When explaining the generation principle of SOFC7, cathode oxygen O ₂ (Otsu) electronic 4e - become oxygen ions O ^2- (Otsu minus) reacts with ^(e minus), the oxygen ions O ^2- is the solid oxide electrolyte It passes through (ceramic film) and reacts with hydrogen 2H ₂ (etch-to) at the anode to generate water vapor 2H ₂ O (etch-to-o) and electrons 4e ⁻ (e minus). Further, at the anode, carbon monoxide CO and oxygen ions O ²⁻ (auto-minus) react to generate carbon dioxide CO ₂ and electrons 2e ⁻ (e minus).
The solid oxide electrolyte allows oxygen ions O ²⁻ (O-to-minus) to pass through, but does not pass water vapor 2H ₂ O, carbon monoxide CO, and electrons 4e ⁻ , so that the electron 4e ⁻ generated at the anode connects the anode and cathode. This is a mechanism (power generation) in which current flows through the circuit by ionizing oxygen again at the cathode.

  Incidentally, a low temperature operation type fuel cell represented by PEFC (Polymer Electrolyte Fuel Cell) (70 ° C. to 90 ° C.) requires a catalyst such as platinum (Pt) in order to efficiently advance the chemical reaction. Is a high-temperature operation type (700 ° C. to 1000 ° C.), so that no catalyst is required. For this reason, in a low temperature operation type fuel cell, it was necessary to remove as much carbon monoxide as possible that would cause deterioration of the catalyst (metal such as platinum). However, in SOFC7, carbon monoxide can be used as fuel in addition to hydrogen. ing.

Hydrogen and carbon monoxide supplied to the anode of the SOFC 7 are obtained by steam reforming battery fuel such as city gas, methanol, gasoline, natural gas, and propane with a steam reformer 6 (fuel reformer). Reformed gas (hydrogen, carbon monoxide, carbon dioxide).
More specifically, the reaction caused by the battery fuel such as city gas in the steam reformer 6 is an endothermic reaction. In order to promote the reforming reaction of the battery fuel, the steam reformer 6 is burned by a burner or the like. The part 5 is connected as a heat source for the reforming reaction. In order to stably perform the reforming reaction of the fuel for the battery in the steam reformer 6, the combustion section 5 has a high temperature of about 700 degrees Celsius (° C) to 1000 degrees Celsius (° C). Supply the amount of heat. Alternatively, exhaust heat (700 degrees Celsius to 1000 degrees Celsius) from the SOFC 7 that is operating at a high temperature may be used together as a heat source for the steam reformer 6.

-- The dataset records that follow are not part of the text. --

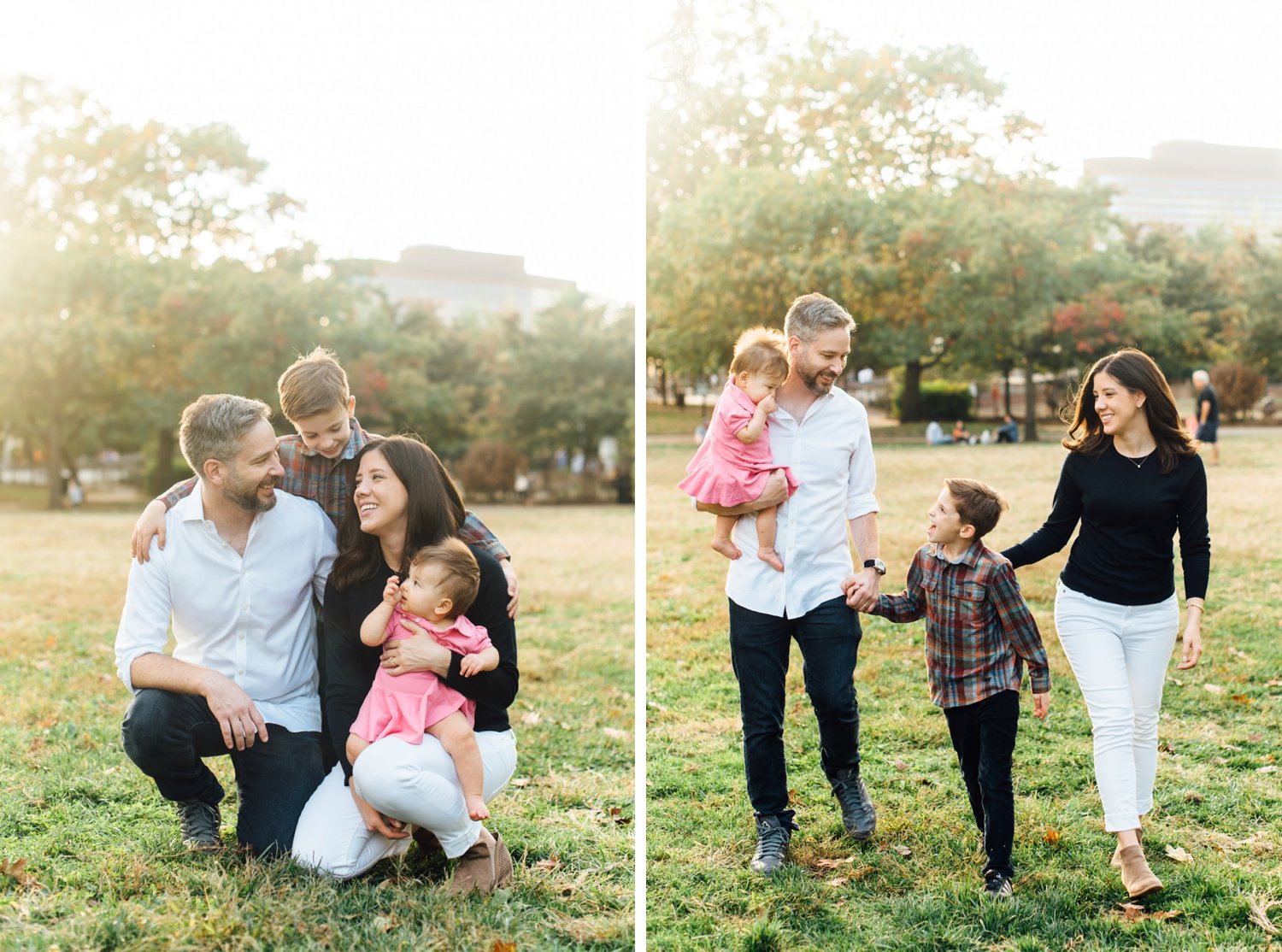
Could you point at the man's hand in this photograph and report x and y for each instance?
(391, 591)
(776, 491)
(238, 716)
(513, 587)
(862, 590)
(150, 524)
(374, 820)
(1041, 705)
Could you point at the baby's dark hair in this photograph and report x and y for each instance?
(761, 350)
(461, 577)
(979, 503)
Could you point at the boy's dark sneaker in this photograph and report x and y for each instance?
(199, 821)
(997, 884)
(858, 814)
(772, 843)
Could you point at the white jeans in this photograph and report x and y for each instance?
(415, 783)
(1120, 655)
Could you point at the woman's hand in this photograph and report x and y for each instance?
(418, 652)
(374, 820)
(1192, 641)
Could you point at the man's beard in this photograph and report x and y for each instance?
(245, 495)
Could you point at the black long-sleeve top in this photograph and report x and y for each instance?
(350, 664)
(1130, 515)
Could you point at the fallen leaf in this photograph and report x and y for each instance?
(835, 864)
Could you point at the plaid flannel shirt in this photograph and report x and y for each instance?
(330, 483)
(979, 628)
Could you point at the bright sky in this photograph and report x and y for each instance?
(509, 127)
(1105, 77)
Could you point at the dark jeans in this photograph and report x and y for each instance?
(984, 736)
(166, 734)
(828, 637)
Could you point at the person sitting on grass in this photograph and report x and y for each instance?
(443, 583)
(979, 636)
(735, 461)
(318, 459)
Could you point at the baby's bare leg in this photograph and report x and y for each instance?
(766, 526)
(461, 743)
(720, 537)
(356, 746)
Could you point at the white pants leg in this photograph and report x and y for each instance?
(1120, 656)
(415, 783)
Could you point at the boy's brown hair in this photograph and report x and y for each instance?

Now, the water and the fuel for the battery that have received a high amount of heat in the steam reformer 6 from the combustion section 5 cause a steam reforming reaction, and contain hydrogen H ₂ , carbon monoxide CO, and carbon dioxide CO ₂ . It becomes a reformed gas. The reformed gas exiting the steam reforming device 6 is supplied to the anode of the SOFC and reaches the power generation described above.

  In addition, fuels, such as city gas, are supplied to the above-mentioned combustion part 5 via a gas supply pipe. The fuel supplied through the gas supply pipe has a high Wobbe index and is a high calorific value fuel that is burned well when mixed with primary air. Further, the off-gas (unreacted gas) that has been supplied to the anode of the SOFC but has not contributed to the reaction is supplied to the combustion section 5 through a circulation gas supply pipe (not shown). Off-gas is a gas that contains a large amount of water generated in SOFC and is mainly composed of hydrogen, and is a low calorific value fuel with a low Wobbe index.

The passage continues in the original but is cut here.